Les taux de syndicalisation durant les premières moitiés de 2006 et 2007

Le nombre moyen d’employés rémunérés au cours du premier semestre de 2007 s’est établi à 14,1 millions, en hausse de 283 000 par rapport à la même période un an plus tôt (tableau 1). Les effectifs syndicaux durant la même période ont progressé de 72 000 pour s’établir à 4,2 millions. Comparativement à l’an passé, l’emploi a moins crû alors que les effectifs syndicaux se sont accentués davantage. Par conséquent, le taux de syndicalisation est demeuré inchangé à 29,7 %.

Le taux de syndicalisation a diminué légèrement chez les hommes et les femmes. Le taux de syndicalisation des femmes, se situant à 30,0 % en 2007, a continué de surpasser celui des hommes (29,3 %).

Le taux de syndicalisation a légèrement augmenté dans le secteur public, passant à 71,7 %, mais est demeuré inchangé dans le secteur privé (17,0 %).

Sept provinces ont vu leur taux de syndicalisation augmenter. Des diminutions ont été enregistrées au Québec, en Saskatchewan et en Alberta (graphique A).

Le taux de syndicalisation est passé de 23,2  % à 22,9 % chez les travailleurs à temps partiel, mais il n’a pas changé chez les travailleurs à temps plein (31,2 %).

Le taux de syndicalisation est demeuré à 30,2 % chez les employés permanents, mais il a diminué pour passer à 25,8 % chez les non-permanents. Ce taux a diminué dans les établissements de travail de moins de 20 employés et dans ceux de 100 à 500 employés. Par contre, il a augmenté dans les établissements de plus de 500 employés et dans ceux de 20 à 99 employés.

La syndicalisation a augmenté dans 8 des 16 grands groupes d’industries : administrations publiques; construction; information, culture et loisirs; commerce; services aux entreprises, aux bâtiments et autre; autres services; finance, assurances, services immobiliers et location et, enfin, hébergement et restauration. Elle a demeuré stable pour les métiers, transport et machinerie et pour les ventes et services. Par contre, elle a reculé dans le reste des groupes d’industries (graphique B).
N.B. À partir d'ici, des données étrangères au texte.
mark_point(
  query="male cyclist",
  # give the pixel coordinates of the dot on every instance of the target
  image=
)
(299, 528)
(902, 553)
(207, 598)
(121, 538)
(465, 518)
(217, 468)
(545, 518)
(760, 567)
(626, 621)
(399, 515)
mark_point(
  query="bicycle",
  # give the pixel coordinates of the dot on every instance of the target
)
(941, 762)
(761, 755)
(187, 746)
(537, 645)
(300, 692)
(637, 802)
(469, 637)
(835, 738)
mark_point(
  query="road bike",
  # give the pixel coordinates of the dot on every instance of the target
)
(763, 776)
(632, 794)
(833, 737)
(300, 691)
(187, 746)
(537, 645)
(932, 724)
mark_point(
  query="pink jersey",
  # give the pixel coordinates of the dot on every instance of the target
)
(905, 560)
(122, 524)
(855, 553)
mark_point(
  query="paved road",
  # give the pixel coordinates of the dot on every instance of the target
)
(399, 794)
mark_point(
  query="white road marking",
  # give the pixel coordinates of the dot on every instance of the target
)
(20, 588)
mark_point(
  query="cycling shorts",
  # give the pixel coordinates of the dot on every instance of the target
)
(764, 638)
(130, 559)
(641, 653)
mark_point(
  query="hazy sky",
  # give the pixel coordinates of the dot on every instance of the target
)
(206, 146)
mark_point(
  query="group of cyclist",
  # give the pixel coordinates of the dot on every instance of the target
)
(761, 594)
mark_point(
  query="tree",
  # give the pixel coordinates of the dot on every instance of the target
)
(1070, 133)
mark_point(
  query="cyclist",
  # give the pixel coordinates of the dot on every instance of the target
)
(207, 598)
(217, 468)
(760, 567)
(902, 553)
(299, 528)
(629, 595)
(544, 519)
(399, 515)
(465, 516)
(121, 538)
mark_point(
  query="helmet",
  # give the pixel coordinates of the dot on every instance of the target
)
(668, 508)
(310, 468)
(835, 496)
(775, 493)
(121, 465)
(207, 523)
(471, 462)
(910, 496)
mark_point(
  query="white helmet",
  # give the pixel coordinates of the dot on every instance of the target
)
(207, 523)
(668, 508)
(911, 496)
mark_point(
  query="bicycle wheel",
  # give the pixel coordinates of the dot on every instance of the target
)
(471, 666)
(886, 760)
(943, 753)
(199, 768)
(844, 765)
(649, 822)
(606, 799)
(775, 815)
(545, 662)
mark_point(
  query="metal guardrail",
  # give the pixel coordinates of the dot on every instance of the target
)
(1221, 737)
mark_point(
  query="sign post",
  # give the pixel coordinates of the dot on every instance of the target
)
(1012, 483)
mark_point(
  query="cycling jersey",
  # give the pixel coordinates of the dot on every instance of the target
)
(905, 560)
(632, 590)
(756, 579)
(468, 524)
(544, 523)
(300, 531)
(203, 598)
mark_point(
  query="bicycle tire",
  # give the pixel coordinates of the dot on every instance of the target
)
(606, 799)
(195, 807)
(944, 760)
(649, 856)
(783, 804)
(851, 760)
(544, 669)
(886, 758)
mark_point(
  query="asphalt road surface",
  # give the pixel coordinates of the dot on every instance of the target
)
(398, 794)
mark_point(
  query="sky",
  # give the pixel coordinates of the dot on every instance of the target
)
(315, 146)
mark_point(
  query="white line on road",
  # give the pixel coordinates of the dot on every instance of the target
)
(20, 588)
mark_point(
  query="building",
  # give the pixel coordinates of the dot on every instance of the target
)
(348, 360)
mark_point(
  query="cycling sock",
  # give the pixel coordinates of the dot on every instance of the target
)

Parmi les 10 principaux groupes de professions, la syndicalisation a augmenté dans trois d’entre eux, à savoir les affaires, la finance et l’administration, les sciences naturelles et appliquées ainsi que la gestion. Mais elle a demeuré stable pour les services professionnels, scientifiques et techniques et a chuté dans les autres (graphique C).

Le nombre d’employés non syndiqués mais assujettis à une convention collective était de 308 000 en moyenne, légèrement en baisse par rapport aux 316 000 enregistrés l’année précédente (voir Akyeampong, 2000, pour une description de ce groupe).

Moyennes annuelles de 2006

Près de 4,1 millions d’employés, soit 29,4 %, étaient membres d’un syndicat en 2006, et quelque 320 000 autres, soit 2,3 %, étaient assujettis à une convention collective (tableau 2).

Les employés du secteur public, à savoir ceux des administrations publiques, des sociétés d’État ainsi que des établissements d’enseignement et des hôpitaux publics, étaient quatre fois plus susceptibles d’appartenir à un syndicat que leurs homologues du secteur privé (71,0 %, contre 17,0 %).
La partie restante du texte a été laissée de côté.